A classic since its first publication in 1863, The Water-Babies is the story of a little chimney sweep named Tom and his magical adventures beneath the waves. The ill-treated Tom flees his dangerous toil and his cruel master, Grimes. When he jumps into a cool stream to clean the soot off himself, he becomes a water-baby, cleaner and happier than he has ever been, in a hidden fairy world. There, Tom meets haughty dragonflies, makes friends with a slow-witted lobster, and dodges hungry otters. Eventually, he meets the other water-babies and their clever rulers, Mrs. Bedonebyasyoudid and Mrs. Doasyouwouldbedoneby. After a long and arduous quest to the Other-end-of-Nowhere, young Tom achieves his heart’s desire.
Cosa ne pensano gli iscritti
Moral Evolution in a Strange Delightful Fairy Tale
In The Water-Babies (1863) by Charles Kingsley, poor little Tom is an orphaned chimney sweep who knows nothing of Jesus and prayers or of bees and honey, who is black all over with dirt and soot, and whose master Grimes is a selfish and brutal man. But everything changes for Tom when he meets a mysterious barefoot Irish washerwoman who says, "Those that wish to be clean, clean they will be; and those that wish to be foul, foul they will be." When Tom, repeating, "I must be clean, I must be clean," tumbles into a clear stream, the major fantastic "fairy tale" movement of the novel begins. Transformed by fairies into a tiny water-baby (3.87902 inches long!), he embarks on a series of adventures that give him a moral education and matching physical metamorphoses. While at first his experiences involve encounters with natural creatures (like caddis flies, dragonflies, trout, and lobsters), which Kinglsey depicts with both 19th century scientific accuracy and fantastic moral imagination, they become more allegorical and satirical the farther Tom goes, as when, for example, he visits Gulliver's Laputa.
Simon Vance gives his usual accurate, clear, and appealing reading, and I really liked his cockney (?) Tom, though there are a couple places where he repeats lines, and one moment of static.
The Water-Babies is a strange book. I can't imagine today's children being able to enjoy much of it. It has difficult vocabulary, quotations from great writers, references to Greek mythology and famous scientists, paradoxical concepts about reality, truth, and imagination, repeated addresses to the male reader ("my little man"), and satires of Victorian education, fashion, science, poverty, and class.
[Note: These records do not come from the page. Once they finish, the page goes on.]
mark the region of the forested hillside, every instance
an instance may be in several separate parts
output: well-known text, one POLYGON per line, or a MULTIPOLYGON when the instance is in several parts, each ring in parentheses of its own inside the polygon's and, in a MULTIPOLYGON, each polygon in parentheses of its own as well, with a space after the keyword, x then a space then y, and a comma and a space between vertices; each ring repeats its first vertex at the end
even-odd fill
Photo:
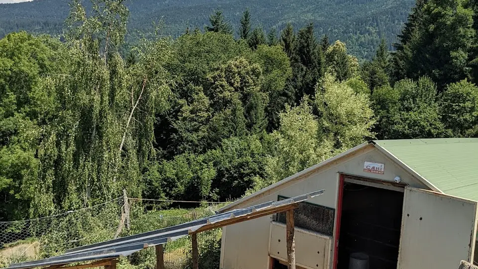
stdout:
POLYGON ((359 65, 291 23, 144 39, 121 0, 78 1, 63 39, 0 39, 0 220, 133 197, 235 199, 367 139, 478 136, 478 8, 418 0, 396 51, 359 65), (237 32, 237 36, 234 33, 237 32))
MULTIPOLYGON (((84 1, 89 4, 89 1, 84 1)), ((414 0, 128 0, 131 16, 128 24, 135 42, 139 32, 148 36, 153 22, 162 20, 162 32, 177 37, 187 28, 203 27, 216 8, 224 12, 235 33, 242 11, 248 7, 254 26, 266 32, 281 30, 287 22, 295 27, 313 22, 318 36, 328 35, 347 44, 350 52, 359 59, 370 58, 382 37, 387 44, 396 40, 414 0)), ((0 4, 0 37, 19 30, 60 34, 69 11, 67 0, 35 0, 0 4)))

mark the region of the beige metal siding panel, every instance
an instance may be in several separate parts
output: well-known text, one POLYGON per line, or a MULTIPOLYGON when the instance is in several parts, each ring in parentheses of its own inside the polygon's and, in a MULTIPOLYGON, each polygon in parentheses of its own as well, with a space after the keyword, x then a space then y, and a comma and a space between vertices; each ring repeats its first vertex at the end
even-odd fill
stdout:
POLYGON ((223 268, 267 268, 271 219, 271 215, 262 217, 227 227, 223 234, 226 237, 223 268))
MULTIPOLYGON (((328 269, 332 238, 295 228, 295 261, 298 266, 311 269, 328 269)), ((272 222, 270 225, 269 254, 287 261, 285 225, 272 222)))
POLYGON ((399 269, 455 268, 473 259, 477 202, 406 188, 399 269))
MULTIPOLYGON (((338 173, 341 172, 358 176, 365 176, 376 179, 393 181, 399 176, 402 183, 417 187, 426 187, 420 181, 413 177, 402 167, 395 164, 374 147, 363 149, 360 152, 345 157, 336 164, 322 167, 300 180, 290 181, 277 188, 268 190, 260 196, 243 201, 241 206, 258 204, 277 199, 278 195, 294 197, 310 192, 313 190, 325 189, 322 195, 308 200, 317 205, 336 208, 338 191, 338 173), (374 161, 385 163, 385 173, 377 175, 363 171, 363 162, 374 161)), ((335 220, 336 222, 337 220, 335 220)), ((228 226, 223 231, 225 242, 222 253, 223 269, 252 269, 267 268, 269 226, 271 220, 265 217, 228 226), (250 223, 249 224, 249 223, 250 223), (265 237, 264 236, 265 235, 265 237), (261 248, 263 247, 263 250, 261 248), (264 253, 265 251, 265 253, 264 253), (254 265, 253 263, 257 262, 254 265)), ((335 228, 334 227, 334 232, 335 228)), ((334 243, 331 243, 329 264, 331 268, 334 243)))

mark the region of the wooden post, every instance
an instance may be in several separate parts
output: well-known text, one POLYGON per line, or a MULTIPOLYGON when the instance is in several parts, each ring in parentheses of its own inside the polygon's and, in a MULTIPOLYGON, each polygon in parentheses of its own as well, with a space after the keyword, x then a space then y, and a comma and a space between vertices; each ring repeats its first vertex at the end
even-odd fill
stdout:
POLYGON ((105 269, 116 269, 116 263, 118 261, 112 261, 110 265, 105 266, 105 269))
POLYGON ((129 203, 128 201, 128 196, 126 194, 126 190, 123 189, 123 200, 124 201, 124 224, 126 229, 129 231, 131 228, 129 222, 129 203))
POLYGON ((198 235, 191 235, 193 248, 193 269, 199 269, 199 252, 198 250, 198 235))
POLYGON ((289 269, 295 269, 295 237, 294 236, 294 210, 286 211, 286 239, 287 241, 287 262, 289 269))
POLYGON ((156 246, 156 269, 164 269, 164 250, 162 244, 156 246))

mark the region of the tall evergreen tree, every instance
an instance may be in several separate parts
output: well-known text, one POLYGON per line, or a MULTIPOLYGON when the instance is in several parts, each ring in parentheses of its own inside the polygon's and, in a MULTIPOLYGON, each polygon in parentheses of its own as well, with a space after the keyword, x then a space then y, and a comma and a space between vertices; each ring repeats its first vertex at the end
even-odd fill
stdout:
POLYGON ((325 71, 325 56, 314 34, 313 24, 299 30, 294 49, 292 65, 298 102, 304 95, 313 95, 325 71))
POLYGON ((330 46, 330 41, 329 40, 329 36, 324 34, 324 36, 320 39, 320 46, 322 48, 322 51, 325 52, 330 46))
POLYGON ((382 38, 373 60, 365 63, 362 67, 362 78, 373 92, 375 88, 388 84, 389 70, 390 52, 382 38))
POLYGON ((421 11, 410 40, 402 37, 406 43, 396 68, 407 77, 428 76, 442 90, 470 76, 469 56, 476 38, 473 10, 468 1, 429 0, 421 11))
POLYGON ((233 34, 233 26, 230 23, 226 21, 222 10, 218 9, 210 16, 209 22, 211 26, 206 26, 207 31, 233 34))
POLYGON ((289 58, 291 58, 294 54, 294 46, 295 43, 295 34, 292 24, 287 23, 287 26, 280 33, 280 43, 284 48, 284 51, 287 54, 289 58))
POLYGON ((277 39, 277 29, 275 27, 271 28, 269 33, 267 34, 267 44, 269 46, 275 46, 279 44, 279 39, 277 39))
POLYGON ((262 28, 261 27, 254 28, 250 34, 247 42, 249 43, 249 46, 253 50, 257 49, 259 45, 266 44, 265 35, 264 34, 262 28))
POLYGON ((240 26, 239 28, 239 36, 242 39, 247 39, 249 38, 250 33, 250 12, 249 8, 247 8, 242 13, 240 18, 240 26))
POLYGON ((423 14, 423 7, 428 0, 416 0, 415 6, 412 8, 412 12, 408 15, 408 19, 405 23, 402 32, 397 36, 398 42, 393 44, 395 49, 392 55, 392 62, 393 67, 391 70, 391 79, 393 81, 405 78, 406 77, 406 62, 409 52, 405 50, 405 46, 412 39, 412 36, 416 29, 420 25, 420 21, 423 14))

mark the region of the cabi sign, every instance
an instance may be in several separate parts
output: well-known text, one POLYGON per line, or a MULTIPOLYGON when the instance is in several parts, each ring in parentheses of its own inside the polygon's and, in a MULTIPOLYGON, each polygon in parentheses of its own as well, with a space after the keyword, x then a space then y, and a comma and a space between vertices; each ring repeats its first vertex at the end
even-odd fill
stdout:
POLYGON ((385 164, 365 161, 363 163, 363 171, 383 175, 385 171, 385 164))

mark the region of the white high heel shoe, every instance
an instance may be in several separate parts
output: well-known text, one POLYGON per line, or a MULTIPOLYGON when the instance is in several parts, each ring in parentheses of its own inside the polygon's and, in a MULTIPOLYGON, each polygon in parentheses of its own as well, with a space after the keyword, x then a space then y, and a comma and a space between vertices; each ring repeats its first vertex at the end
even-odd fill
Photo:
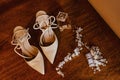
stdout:
POLYGON ((39 49, 30 45, 29 39, 31 38, 28 29, 17 26, 14 29, 11 44, 16 45, 14 48, 15 53, 24 58, 25 62, 41 74, 45 74, 44 60, 39 49), (20 54, 20 51, 22 54, 20 54))
POLYGON ((36 23, 34 29, 42 30, 40 36, 40 47, 47 59, 53 64, 58 49, 58 39, 53 32, 52 25, 56 25, 54 16, 48 16, 45 11, 38 11, 36 13, 36 23))

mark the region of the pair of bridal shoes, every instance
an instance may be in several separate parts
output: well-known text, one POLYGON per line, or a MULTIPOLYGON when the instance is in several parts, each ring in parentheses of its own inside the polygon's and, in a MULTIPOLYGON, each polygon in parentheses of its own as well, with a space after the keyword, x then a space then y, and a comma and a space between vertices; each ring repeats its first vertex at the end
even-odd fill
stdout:
MULTIPOLYGON (((58 49, 58 39, 53 31, 53 28, 57 28, 55 26, 54 16, 48 16, 45 11, 36 13, 36 22, 33 29, 42 31, 39 46, 51 64, 54 63, 58 49)), ((17 26, 14 28, 11 44, 15 45, 14 51, 16 54, 24 58, 25 62, 34 70, 44 75, 43 56, 37 47, 29 43, 30 38, 29 29, 17 26)))

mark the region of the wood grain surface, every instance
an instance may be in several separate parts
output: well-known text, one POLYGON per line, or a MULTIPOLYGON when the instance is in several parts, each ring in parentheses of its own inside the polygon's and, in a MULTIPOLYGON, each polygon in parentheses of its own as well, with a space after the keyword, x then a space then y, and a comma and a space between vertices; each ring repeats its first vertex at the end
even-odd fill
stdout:
POLYGON ((120 80, 120 39, 87 0, 0 0, 0 80, 120 80), (32 28, 38 10, 45 10, 54 16, 59 11, 67 12, 72 28, 81 26, 84 29, 82 41, 99 46, 108 60, 107 66, 93 74, 85 58, 88 50, 84 48, 80 56, 64 65, 62 71, 65 77, 62 78, 55 68, 76 47, 75 33, 73 30, 60 32, 56 29, 59 47, 55 63, 50 64, 43 55, 46 68, 44 76, 29 67, 23 58, 15 54, 10 42, 14 27, 21 25, 30 28, 30 43, 40 49, 38 42, 41 31, 32 28))

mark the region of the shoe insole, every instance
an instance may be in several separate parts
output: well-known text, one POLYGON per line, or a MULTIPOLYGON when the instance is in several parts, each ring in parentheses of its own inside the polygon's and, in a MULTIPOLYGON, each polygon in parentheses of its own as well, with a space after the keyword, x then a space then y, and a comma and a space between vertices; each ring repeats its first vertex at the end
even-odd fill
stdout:
POLYGON ((48 29, 42 36, 42 45, 48 46, 55 41, 55 33, 52 29, 48 29))

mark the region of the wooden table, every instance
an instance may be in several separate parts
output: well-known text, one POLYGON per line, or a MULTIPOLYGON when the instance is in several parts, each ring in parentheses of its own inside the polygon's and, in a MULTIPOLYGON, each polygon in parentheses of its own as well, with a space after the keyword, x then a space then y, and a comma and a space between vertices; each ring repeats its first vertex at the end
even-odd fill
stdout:
POLYGON ((112 32, 87 0, 1 0, 0 1, 0 80, 120 80, 120 39, 112 32), (56 73, 56 66, 75 45, 73 30, 60 32, 55 30, 59 39, 59 48, 55 63, 52 65, 44 56, 46 74, 43 76, 29 67, 24 60, 15 54, 10 44, 13 29, 17 25, 30 28, 30 43, 37 46, 39 30, 33 30, 35 14, 45 10, 56 16, 59 11, 69 14, 73 28, 80 26, 83 42, 99 46, 103 56, 108 60, 101 72, 93 74, 87 64, 84 48, 80 56, 66 63, 62 69, 65 77, 56 73))

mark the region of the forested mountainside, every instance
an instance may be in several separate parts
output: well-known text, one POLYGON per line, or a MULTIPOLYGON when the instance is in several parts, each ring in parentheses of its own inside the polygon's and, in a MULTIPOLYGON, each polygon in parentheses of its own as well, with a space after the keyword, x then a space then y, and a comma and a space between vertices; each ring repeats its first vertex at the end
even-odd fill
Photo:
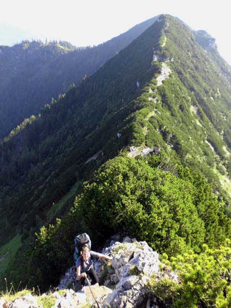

And the novel is intensely moral, at times didactically so, closer in spirit to the work of George MacDonald than to that of Lewis Carroll. Perhaps children would not respond to Kingsley's message that to become a good adult, we must learn to do what we do not like, as in helping a person who has harmed us, and to avoid doing what we like, or else we will be beasts. And I dislike his message that our souls make our bodies.
And yet a love for language and for the world and all its creatures shines through the novel, by turns humorously, beautifully, or movingly. Although he was an Anglican priest, Kingsley does not overtly push his Christianity and rather shares his enthusiasm for evolution (applied moralistically to shape how species and individuals change according to their souls and actions). And he wants parents and educators to respect children and wants children to treat everything with curiosity and kindness.
If you're interested in Victorian children's literature, you should listen to The Water-Babies. But be prepared to rewind a lot or, once you finish, to listen to it again or to read the free online text. It's unique and worth the effort.